# Leatt Neck Brace compatibility question



## j.e.perry (Oct 18, 2012)

Is the Leatt Neck Brace compatible with the following...:

- fox rampage helmet

Fox Rockstar Rampage Helmet - Fox Racing

- fox titans sports jacket

Fox Titan Sport Jacket - Fox Racing


----------



## Rob-Bob (Jun 11, 2004)

The helmet should be fine but the armor does not look compatible. Most armor that is compatible will have a removable section at the top of the backplate and at the top of the chest plate. I know Troy lee and sixsixone both have models that work with neck braces.


----------



## j.e.perry (Oct 18, 2012)

im guessing this is compatible..

Mountain Biking | Leatt® - Engineered for Performance. Protective Sports Gear


----------



## TheRage43 (Jul 19, 2012)

The FOX suit it does not fit without custom modification. No idea about the helmet but most helmets work fine / well enough with the Leatt. Your best bet is to physically try the combo on and see if it fits.
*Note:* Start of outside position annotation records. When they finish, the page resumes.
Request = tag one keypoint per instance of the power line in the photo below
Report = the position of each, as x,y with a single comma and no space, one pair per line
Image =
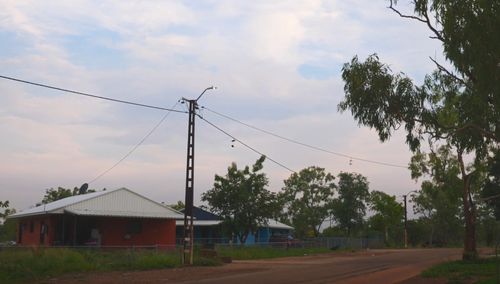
136,146
246,145
89,95
304,144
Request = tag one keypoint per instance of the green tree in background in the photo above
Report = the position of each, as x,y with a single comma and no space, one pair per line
491,189
7,227
52,194
242,199
349,208
388,213
177,206
307,198
457,105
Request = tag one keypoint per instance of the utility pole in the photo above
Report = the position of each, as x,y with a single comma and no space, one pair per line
187,253
406,218
406,223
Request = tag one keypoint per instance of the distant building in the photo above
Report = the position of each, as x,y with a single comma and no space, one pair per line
118,217
208,230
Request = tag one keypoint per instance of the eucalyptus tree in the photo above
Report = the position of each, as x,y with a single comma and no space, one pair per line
457,106
307,198
242,200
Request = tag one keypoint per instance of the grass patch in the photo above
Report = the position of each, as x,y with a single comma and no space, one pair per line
479,271
256,252
24,265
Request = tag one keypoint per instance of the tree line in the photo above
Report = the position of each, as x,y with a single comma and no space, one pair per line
316,203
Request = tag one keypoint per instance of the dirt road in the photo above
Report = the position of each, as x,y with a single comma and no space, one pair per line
373,266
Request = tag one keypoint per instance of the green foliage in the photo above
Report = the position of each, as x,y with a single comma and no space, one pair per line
25,265
178,206
242,200
464,271
388,214
439,199
349,209
491,189
308,199
255,252
459,106
52,194
7,227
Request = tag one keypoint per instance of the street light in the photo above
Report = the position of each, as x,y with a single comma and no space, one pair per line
406,218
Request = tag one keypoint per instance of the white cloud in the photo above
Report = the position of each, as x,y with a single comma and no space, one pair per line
162,51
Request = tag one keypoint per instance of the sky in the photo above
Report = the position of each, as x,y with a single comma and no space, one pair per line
276,65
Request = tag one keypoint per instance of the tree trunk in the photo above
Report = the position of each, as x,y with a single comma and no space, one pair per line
386,235
470,251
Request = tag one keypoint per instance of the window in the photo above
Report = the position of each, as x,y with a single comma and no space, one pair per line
134,227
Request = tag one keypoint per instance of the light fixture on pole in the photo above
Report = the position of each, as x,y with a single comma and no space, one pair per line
187,254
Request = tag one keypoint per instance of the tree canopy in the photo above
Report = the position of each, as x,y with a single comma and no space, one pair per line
457,105
388,213
307,198
242,199
349,208
52,194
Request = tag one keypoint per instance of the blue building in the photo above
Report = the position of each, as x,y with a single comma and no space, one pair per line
208,230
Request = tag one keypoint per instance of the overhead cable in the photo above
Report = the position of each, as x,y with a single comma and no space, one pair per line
304,144
89,95
136,146
244,144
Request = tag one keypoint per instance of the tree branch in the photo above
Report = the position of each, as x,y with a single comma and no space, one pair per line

The Leatt Adventure suit fits very well with the brace. I picked up a very lightly used brace for cheap and got the suit on sale, had the small water pack already. I must say the combo fits together very very well. I haven't had the chance to actually ride with it yet but the try-on feel is better than the fox suit that I was riding previously. The only thing I noticed right away that I was prepared for is the lack of head movement, but the restricted movements are directions you shouldn't be moving anyways, so....


----------



## j.e.perry (Oct 18, 2012)

can you give me a forsure recommendation on a helmet, because i have to order it online


----------



## bs25 (Sep 27, 2009)

I wear fox rampage helmet with my leatt brace and have had no problems.


----------



## Rob-Bob (Jun 11, 2004)

bell drop..


----------



## j.e.perry (Oct 18, 2012)

bs25 : what brace do you have?

or are they all adjustable?


----------



## j.e.perry (Oct 18, 2012)

*Leatt DBX Comp*

I just received a DBX Comp and I have no idea which helmet will work for it. am going to order online; therefore I am unable to try on different helmets. Does anyone know which helmets for sure fit?


----------



## IntenseMack10 (May 16, 2006)

My TLD D3 works great. Before that I tried one of the newest Fox V3R carbons and it did not work at all. The outside shell of the helmet is HUGE, especially since its not a DOT helmet.


----------



## j.e.perry (Oct 18, 2012)

does a giro remedy work?


----------



## ron m. (Aug 1, 2009)

Practically all MTB full face helmets will work with the neck brace. I have used an Azonic Fury and now use a Giro Remedy. My buddies are using TLD and 661. The Fox Rampage might even give you a greater degree of movement (especially when you're looking up) since the chin line appears to be higher than other helmets I've used/tried.

FWIW, I also use a Fox roost guard/chest protector that I modified (cut a section in the rear to accomodate for the spine bracket).


----------